I don’t mind being a role model for kids who wear my name on their shirts and backpacks, but…
I didn’t get into acting to become a role model. I understand people are looking at me and looking up to me, but the one thing I have to say to those people is, it’s really cool to admire people for sure. But realize there are so many other people in this world who are 17 million times better than I that you should be looking up toward. The people doing volunteer work, the people in the trenches cleaning up after natural disasters and disasters that humans make themselves, we need to need to start focusing on them and less on the entertainment industry.

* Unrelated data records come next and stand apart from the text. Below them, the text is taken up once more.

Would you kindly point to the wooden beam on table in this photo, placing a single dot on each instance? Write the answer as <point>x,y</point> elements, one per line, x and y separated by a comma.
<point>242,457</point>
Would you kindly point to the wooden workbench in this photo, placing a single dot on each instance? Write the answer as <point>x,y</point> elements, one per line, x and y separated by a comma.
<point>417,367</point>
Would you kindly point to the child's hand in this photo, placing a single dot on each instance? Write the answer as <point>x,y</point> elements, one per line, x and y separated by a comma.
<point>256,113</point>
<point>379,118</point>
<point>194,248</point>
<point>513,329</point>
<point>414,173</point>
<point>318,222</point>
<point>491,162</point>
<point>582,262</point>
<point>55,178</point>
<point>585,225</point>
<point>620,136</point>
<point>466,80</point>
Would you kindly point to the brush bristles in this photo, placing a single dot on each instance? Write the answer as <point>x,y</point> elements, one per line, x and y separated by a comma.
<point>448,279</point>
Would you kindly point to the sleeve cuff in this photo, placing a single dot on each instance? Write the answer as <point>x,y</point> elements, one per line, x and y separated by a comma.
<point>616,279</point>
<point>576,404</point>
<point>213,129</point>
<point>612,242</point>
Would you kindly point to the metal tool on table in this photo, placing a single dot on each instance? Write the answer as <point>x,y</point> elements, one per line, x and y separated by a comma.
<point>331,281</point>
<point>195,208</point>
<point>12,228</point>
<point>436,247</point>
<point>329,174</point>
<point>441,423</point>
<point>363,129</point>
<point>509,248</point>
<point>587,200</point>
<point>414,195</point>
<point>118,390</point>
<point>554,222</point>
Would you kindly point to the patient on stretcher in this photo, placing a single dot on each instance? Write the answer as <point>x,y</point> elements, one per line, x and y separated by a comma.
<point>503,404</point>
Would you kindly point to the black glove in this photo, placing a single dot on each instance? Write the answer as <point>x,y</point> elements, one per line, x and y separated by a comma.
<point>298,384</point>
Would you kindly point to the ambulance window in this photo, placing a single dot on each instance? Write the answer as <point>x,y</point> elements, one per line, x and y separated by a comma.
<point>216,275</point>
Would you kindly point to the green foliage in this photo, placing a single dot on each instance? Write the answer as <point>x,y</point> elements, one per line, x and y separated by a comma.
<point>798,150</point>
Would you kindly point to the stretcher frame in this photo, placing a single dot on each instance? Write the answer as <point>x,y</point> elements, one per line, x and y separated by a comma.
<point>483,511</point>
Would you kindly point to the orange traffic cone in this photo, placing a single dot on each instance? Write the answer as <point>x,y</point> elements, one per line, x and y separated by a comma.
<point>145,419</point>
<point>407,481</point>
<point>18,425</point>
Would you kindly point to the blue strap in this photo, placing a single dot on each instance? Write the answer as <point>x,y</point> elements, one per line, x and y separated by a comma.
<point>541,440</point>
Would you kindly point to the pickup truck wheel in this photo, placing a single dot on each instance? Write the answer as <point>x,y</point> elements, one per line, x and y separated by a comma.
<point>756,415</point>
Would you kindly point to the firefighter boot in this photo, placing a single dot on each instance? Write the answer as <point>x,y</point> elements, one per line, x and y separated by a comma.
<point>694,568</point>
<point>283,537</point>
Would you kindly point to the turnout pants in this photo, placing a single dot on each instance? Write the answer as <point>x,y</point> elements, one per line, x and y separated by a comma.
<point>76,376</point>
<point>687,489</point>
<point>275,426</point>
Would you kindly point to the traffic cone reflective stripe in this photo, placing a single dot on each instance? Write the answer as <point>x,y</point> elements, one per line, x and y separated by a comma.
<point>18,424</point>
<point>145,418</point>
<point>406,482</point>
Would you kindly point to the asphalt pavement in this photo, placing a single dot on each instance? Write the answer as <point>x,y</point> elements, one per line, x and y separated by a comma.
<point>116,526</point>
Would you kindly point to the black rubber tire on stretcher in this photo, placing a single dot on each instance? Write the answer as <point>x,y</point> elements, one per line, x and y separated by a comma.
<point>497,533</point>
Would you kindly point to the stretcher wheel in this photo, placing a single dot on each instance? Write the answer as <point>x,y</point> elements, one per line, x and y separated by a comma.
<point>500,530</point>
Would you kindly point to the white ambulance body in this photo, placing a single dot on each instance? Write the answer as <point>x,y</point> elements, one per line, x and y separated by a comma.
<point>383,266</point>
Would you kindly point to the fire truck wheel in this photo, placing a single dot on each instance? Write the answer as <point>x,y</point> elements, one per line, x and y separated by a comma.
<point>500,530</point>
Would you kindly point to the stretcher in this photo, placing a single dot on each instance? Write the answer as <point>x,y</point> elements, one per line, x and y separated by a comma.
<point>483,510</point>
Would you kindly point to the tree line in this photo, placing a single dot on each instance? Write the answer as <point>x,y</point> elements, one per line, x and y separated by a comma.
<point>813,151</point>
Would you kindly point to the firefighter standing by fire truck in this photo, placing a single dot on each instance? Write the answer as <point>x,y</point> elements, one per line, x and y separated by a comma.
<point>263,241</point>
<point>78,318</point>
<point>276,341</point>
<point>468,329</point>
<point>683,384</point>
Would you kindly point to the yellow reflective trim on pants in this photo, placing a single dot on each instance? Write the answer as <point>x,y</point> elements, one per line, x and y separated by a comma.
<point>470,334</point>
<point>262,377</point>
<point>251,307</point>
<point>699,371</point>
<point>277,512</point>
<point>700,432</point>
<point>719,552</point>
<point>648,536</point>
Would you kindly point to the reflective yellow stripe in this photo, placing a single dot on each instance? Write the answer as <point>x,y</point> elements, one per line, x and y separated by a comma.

And yes this may take some work away from me, but we need to realize that we’re humanity and there’s more to life than music and acting. But I am conscious in the sense that when I have children and those children have children, I want to make sure that they’re proud of their grandma. I do it for that reason. Any other reason to me is selfish.
The thing people getting into the business most need to do is…
Understand the business aspect of the industry and see what people go through. There are a lot of people in the industry that, even though you might only see them when they’re in their drunken stupor or they’re about to go to jail, their business acumen is crazy. I love telling people about my work behind the scenes. I learned it all before I turned 18; I used to go to the meetings with my parents and they would say, “Shh… don’t speak.” You hear more when you listen. When you’re talking, the only thing you can hear is yourself. So I learned that when I was young. And as I grow up, especially being an African American young woman in the industry for the last 23 years, I’m clear that people want to come in and make money off me but not really know who I am and try to change me. You have to take control of your business, your brand, and your likeness.
Being famous is easy. But to sustain a career takes work. I’m still learning because there are changes everyday. I mean, I’m old school; I grew up in the 90s. I’m really bad at Twitter. Worse than a 75-year-old. But no one knows me better than me, and I have to put myself out there and take chances and if anything bad happens, I don’t want to have to blame anyone but me. It’s my choice and I live with it.
My goal in life is…
That by the time I’m 40, I’m sitting up in a beautiful mansion in the middle of nowhere and this phone call happens at 10 a.m. every morning and someone says, “This is how much you have in your account,” and I happily say, “Okay, thank you!”